Des Mémoires d’outre-tombe bientôt dans la mer ? Un péril guette la dernière demeure de Chateaubriand, érigée face à la mer et tournée vers le large. Sur l’îlot du Grand-Bé à Saint-Malo (Ille-et-Vilaine), devant un panorama sublime, le sépulcre du pionnier du romantisme français est menacé par l’érosion qui dévore la côte d’Emeraude. L’un de ses piliers en granite, installé au bord du gouffre depuis juillet 1848, se rapproche dangereusement du versant de la falaise. «On nous a signalé que l’espace entre les poteaux qui entourent la tombe et bordent la falaise, et le vide, s’était réduit de plus en plus. Ce qui est vrai. Je l’ai moi-même constaté le 4 juillet», date anniversaire de la mort de l’écrivain, s’inquiète le maire de Saint-Malo, Gilles Lurton, auprès de Ouest-France. «Le côté droit de la tombe est au bord de la falaise alors qu’il y a quinze, vingt ans on pouvait faire le tour de la tombe à pied», ajoute-t-il.
Michel Désir, administrateur du Souvenir de Chateaubriand, association qui a pour but de faire connaître l’œuvre de l’écrivain, se montre également inquiet : «A ce jour, il m’est désormais impossible d’accéder par l’arrière du tombeau pour fixer sur la croix la gerbe de blé et de fleurs des champs.» Interrogé par Radio France, il partage sa crainte : «Je m’inquiète car je vois ici une rainure située un mètre à l’intérieur du tombeau, et ça peut lâcher.»
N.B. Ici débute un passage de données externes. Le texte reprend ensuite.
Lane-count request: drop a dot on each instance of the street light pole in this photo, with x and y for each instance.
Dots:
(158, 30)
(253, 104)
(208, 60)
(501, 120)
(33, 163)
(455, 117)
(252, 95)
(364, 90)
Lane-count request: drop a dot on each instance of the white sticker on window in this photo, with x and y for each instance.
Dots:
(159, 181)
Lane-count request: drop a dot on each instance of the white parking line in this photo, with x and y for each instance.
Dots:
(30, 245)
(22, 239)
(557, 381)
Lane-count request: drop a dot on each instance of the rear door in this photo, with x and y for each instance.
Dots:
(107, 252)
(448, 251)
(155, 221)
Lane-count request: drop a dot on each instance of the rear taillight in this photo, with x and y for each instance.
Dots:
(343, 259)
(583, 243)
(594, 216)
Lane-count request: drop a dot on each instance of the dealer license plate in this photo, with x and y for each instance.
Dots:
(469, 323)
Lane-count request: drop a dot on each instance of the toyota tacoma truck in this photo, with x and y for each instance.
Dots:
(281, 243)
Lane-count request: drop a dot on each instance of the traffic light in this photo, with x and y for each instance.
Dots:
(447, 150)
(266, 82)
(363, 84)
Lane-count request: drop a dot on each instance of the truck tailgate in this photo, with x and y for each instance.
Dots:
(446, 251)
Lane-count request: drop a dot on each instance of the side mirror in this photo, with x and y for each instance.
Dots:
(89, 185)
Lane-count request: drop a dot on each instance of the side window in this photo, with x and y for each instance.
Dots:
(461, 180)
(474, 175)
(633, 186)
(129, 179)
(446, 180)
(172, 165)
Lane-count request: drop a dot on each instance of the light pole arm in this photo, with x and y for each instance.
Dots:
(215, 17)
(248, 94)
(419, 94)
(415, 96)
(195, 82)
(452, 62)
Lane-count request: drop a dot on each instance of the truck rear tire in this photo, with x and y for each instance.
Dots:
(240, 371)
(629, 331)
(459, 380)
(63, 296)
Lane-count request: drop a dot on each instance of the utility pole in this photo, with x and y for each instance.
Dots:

«Traiter le problème avant l’urgence»
Michel Désir détaille son appréhension sur ce phénomène croissant amplifié par le réchauffement climatique : «Il y a deux ans, je pouvais me glisser avec précaution. L’année dernière, je pouvais passer un pied en me tenant à la grille. Cette année, j’ai escaladé la grille. L’année prochaine ?» Sur la tombe de granit surmontée d’une croix imposante, un panneau indique : «Un grand écrivain français a voulu reposer ici pour n’y entendre que la mer et le vent. Passant, respecte sa dernière volonté.» Aujourd’hui, un filet de sécurité protège le sépulcre.
Interview
L’édile de Saint-Malo se veut toutefois rassurant. «La roche paraît quand même très solide», estime Gilles Lurton à Ouest-France, avant d’ajouter : «Il est nécessaire de traiter le problème avant l’urgence.» Pour se prémunir du moindre danger, la mairie, propriétaire du monument, prend le dossier au sérieux. Une étude géologique sur l’état de la falaise a été commandée afin de «comprendre cette érosion et prendre la meilleure décision possible», détaille Isabelle Dupuy, adjointe au maire de Saint-Malo chargée de la vie culturelle, au micro de Radio France. «On a pris la décision de lancer une mission de diagnostic et après on demandera l’avis de la direction régionale des affaires culturelles», complète le maire. Les résultats sont attendus l’an prochain.
«Evénement national»
Faut-il remonter le tombeau «en haut du Grand-Bé» pour l’éloigner de l’érosion comme le suggère Michel Désir, pour qui c’est la seule solution viable ? Le spécialiste de l’auteur de Mémoires d’outre-tombe souligne que ce «problème s’était déjà posé il y a plus d’un siècle», en 1924. La famille du romantique français avait donné son aval à un déplacement du caveau, mais faute d’accord entre les experts, le tombeau était resté implanté face à l’eau turquoise.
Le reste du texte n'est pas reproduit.